4. En esto reside la universalidad del Evangelio, que no es en
absoluto una generalización. Quizá precisamente en ese enunciado de
Cristo que estamos ahora analizando, eso se manifiesta con
particular claridad. En virtud de ese enunciado, el hombre de todo
tiempo y de todo lugar se siente llamado en su modo justo, concreto,
irrepetible: porque precisamente Cristo apela al «corazón» humano,
que no puede ser sometido a generalización alguna.
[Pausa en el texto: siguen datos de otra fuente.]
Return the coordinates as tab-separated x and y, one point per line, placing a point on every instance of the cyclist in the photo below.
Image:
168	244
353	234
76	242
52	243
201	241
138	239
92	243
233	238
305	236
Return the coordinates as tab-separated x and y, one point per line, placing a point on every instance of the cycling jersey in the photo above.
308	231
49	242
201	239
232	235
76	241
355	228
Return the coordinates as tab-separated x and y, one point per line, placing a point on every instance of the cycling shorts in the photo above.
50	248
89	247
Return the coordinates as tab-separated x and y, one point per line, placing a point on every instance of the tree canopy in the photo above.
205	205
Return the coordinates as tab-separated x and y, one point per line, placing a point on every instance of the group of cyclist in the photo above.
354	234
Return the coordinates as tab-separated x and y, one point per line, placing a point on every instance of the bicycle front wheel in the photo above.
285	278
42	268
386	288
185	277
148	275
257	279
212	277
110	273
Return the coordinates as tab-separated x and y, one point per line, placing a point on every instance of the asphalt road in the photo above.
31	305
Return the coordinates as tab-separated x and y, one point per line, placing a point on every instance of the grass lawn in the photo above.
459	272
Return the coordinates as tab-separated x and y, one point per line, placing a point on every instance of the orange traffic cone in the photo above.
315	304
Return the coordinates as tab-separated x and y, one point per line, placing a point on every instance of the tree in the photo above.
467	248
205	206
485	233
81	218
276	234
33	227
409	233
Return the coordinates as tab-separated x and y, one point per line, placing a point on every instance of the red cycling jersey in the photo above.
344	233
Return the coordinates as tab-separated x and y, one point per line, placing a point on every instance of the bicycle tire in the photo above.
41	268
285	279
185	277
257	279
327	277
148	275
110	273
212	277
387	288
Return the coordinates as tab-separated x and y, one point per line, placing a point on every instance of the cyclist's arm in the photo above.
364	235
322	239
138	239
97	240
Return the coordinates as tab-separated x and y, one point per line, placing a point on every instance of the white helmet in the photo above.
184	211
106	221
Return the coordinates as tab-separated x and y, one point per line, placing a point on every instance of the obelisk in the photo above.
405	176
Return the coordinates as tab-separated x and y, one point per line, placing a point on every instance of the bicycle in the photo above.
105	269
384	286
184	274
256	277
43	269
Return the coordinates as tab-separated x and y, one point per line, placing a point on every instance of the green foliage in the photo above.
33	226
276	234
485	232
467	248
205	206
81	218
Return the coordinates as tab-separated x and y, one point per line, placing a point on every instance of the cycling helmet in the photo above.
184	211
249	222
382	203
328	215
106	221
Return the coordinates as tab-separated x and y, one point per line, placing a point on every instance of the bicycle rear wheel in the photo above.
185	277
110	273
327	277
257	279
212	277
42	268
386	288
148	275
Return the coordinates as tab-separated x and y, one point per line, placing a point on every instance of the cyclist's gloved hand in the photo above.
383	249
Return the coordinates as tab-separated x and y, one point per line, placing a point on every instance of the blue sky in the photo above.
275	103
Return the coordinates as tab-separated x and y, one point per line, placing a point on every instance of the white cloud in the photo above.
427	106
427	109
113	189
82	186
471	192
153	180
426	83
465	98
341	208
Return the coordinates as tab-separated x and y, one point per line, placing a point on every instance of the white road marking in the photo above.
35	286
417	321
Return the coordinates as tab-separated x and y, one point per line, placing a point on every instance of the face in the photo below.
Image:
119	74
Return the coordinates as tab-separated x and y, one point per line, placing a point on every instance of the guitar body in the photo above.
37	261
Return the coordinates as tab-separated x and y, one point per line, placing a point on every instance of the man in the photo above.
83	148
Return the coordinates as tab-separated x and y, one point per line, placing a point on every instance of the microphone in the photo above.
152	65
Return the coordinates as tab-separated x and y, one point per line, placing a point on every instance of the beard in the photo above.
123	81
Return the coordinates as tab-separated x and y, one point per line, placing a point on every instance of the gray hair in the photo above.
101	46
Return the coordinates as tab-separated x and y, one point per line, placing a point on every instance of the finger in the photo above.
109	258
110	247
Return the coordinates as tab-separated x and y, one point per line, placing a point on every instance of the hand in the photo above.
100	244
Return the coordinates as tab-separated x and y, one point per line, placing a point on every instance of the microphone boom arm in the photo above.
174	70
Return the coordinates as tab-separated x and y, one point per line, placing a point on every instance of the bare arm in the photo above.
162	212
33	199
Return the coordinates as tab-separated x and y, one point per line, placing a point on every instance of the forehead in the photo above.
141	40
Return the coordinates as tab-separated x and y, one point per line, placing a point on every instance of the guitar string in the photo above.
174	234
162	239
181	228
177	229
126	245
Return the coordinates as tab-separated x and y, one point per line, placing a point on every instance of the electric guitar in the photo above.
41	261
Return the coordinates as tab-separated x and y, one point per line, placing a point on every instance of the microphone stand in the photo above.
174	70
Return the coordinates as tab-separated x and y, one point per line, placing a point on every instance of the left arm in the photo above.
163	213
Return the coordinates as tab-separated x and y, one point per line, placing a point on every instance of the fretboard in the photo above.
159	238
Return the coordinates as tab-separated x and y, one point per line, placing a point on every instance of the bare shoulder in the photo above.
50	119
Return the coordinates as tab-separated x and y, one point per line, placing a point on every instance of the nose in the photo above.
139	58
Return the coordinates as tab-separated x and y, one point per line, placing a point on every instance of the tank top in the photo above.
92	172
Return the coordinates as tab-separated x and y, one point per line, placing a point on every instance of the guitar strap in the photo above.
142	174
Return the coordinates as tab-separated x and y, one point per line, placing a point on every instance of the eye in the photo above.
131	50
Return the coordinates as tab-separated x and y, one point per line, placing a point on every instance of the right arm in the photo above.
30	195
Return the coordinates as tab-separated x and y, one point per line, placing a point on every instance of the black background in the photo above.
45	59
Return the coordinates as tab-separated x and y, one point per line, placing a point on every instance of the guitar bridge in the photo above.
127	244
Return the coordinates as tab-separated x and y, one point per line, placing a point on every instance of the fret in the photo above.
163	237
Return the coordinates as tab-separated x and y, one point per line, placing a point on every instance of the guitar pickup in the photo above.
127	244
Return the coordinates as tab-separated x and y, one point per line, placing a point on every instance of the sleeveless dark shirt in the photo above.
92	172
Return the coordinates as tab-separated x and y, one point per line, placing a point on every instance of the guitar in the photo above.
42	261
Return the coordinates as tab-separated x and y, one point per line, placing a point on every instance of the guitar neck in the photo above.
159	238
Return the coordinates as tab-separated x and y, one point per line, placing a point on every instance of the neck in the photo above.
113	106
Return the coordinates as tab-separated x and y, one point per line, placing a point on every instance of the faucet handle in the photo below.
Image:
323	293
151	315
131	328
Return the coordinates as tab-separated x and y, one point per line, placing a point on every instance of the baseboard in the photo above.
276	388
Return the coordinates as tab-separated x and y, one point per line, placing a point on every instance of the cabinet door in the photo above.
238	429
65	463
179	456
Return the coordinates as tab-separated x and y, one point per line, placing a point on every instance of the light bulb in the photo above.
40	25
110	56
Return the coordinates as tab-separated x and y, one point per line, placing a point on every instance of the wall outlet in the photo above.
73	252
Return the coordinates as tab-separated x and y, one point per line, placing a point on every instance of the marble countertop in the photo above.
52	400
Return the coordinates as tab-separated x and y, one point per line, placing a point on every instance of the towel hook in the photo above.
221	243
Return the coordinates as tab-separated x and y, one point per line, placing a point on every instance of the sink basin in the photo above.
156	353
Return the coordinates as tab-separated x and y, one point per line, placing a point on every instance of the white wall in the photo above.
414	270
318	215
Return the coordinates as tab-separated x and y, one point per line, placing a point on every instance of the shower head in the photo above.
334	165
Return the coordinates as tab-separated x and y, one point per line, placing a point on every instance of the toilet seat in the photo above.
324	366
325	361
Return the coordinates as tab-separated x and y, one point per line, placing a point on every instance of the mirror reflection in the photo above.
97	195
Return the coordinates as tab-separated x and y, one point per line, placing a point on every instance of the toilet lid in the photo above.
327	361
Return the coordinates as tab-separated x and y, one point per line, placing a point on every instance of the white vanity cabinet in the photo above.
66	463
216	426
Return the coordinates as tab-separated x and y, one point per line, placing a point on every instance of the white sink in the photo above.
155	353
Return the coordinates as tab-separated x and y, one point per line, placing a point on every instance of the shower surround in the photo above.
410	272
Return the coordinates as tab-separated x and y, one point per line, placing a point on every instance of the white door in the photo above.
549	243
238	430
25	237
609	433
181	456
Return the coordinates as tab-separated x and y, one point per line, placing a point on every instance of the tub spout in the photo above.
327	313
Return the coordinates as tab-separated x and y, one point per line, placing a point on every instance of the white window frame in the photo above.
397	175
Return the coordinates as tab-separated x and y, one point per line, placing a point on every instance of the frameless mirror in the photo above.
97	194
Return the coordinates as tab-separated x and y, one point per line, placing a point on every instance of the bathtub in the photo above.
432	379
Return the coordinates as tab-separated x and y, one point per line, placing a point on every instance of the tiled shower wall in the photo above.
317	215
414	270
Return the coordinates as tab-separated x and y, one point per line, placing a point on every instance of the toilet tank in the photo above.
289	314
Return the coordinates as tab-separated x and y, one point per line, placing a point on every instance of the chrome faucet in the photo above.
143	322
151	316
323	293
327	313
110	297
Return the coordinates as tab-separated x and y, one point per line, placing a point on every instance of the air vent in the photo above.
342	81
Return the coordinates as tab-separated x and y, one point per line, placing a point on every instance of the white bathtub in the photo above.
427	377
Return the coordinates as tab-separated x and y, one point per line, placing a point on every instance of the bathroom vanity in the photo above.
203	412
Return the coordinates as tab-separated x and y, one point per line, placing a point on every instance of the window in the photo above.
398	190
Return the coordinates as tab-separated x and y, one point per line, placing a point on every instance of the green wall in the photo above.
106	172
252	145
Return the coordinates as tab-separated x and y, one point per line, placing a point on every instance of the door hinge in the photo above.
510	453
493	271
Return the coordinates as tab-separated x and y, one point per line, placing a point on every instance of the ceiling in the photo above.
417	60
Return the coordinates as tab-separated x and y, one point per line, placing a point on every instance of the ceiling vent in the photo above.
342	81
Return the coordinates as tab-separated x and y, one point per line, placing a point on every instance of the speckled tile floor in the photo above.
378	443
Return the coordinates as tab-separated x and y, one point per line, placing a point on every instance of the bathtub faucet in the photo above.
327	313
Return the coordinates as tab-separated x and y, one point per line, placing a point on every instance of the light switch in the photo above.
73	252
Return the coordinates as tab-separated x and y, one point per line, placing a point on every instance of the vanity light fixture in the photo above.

Con la categoría
del «corazón», cada uno es individualizado singularmente más aún que
por el nombre; es alcanzado en lo que lo determina de modo único e
irrepetible; es definido en su humanidad «desde el interior».
5. La imagen del hombre de la concupiscencia afecta ante todo a su
interior (3). La historia del «corazón» humano después del pecado
original, esta escrita bajo la presión de la triple concupiscencia,
con la que se enlaza también la más profunda imagen del ethos en sus
diversos documentos históricos. Sin embargo, ese interior es también
la fuerza que decide sobre el comportamiento humano «exterior» y
también sobre la forma de múltiples estructuras e instituciones a
nivel de vida social. Si de estas estructuras e instituciones
deducimos los contenidos del ethos, en sus diversas formulaciones
históricas, siempre encontramos ese aspecto íntimo propio de la
imagen interior del hombre. Esta es, en efecto, la componente más
esencial. Las palabras de Cristo en el discurso de la montaña, y
especialmente las de Mateo 5, 27-28, lo indican de modo inequívoco.
Ningún estudio sobre el ethos humano puede dejar de lado esto con
indiferencia.
Por tanto, en nuestras sucesivas reflexiones trataremos de someter a
un análisis mas detallado ese enunciado de Cristo que dice: «Habéis
oído que fue dicho: no adulterarás. Pero yo os digo que todo el que
mira a una mujer deseándola, ya adulteró con ella en su corazón» (o
también: «Ya la ha hecho adúltera en su corazón»).
Para comprender mejor este texto analizaremos primero cada una de
sus partes, a fin de obtener después una visión global más profunda.
Tomaremos en consideración no solamente los destinatarios de
entonces que escucharon con sus propios oídos el discurso de la
montaña, sino también, en cuanto sea posible, a los contemporáneos,
a los hombres de nuestro tiempo.
Notas
(1) El término griego sklerokardia ha sido forjado por los Setenta para
expresar lo que en hebreo significaba: «incircuncisión de corazón» (cf. como
ej. Dt 10, 16; Jer 4, 4; Sir 3, 26 s.) y que, en la traducción literal del
Nuevo Testamento, aparece una sola vez (Act 7, 51).
La «incircuncisión» significaba el «paganismo», la «impureza», la «distancia
de la Alianza con Dios»; la «incircuncisión de corazón» expresaba la
indómita obstinación en oponerse a Dios. Lo confirma la frase del diácono
Esteban: «Duros de cerviz e incircuncisos de corazón y oídos, vosotros
siempre habéis resistido al Espíritu Santo. Como vuestros padres, así
también vosotros» (Act 7, 51).
Por tanto hay que entender la «dureza de corazón» en este contexto
filológico.
(2) Cf. Ap 2, 23; «...el que escudriña las entrañas y los corazones...»; Act
1, 24: «Tu. Señor, que conoces los corazones de todos...» (kardiognostes).
(3) «Porque del corazón provienen los malos pensamientos, los homicidios,
los adulterios, las fornicaciones, los robos, los falsos testimonios, las
blasfemias. Esto es lo que contamina al hombre...» (Mt 15, 19-20).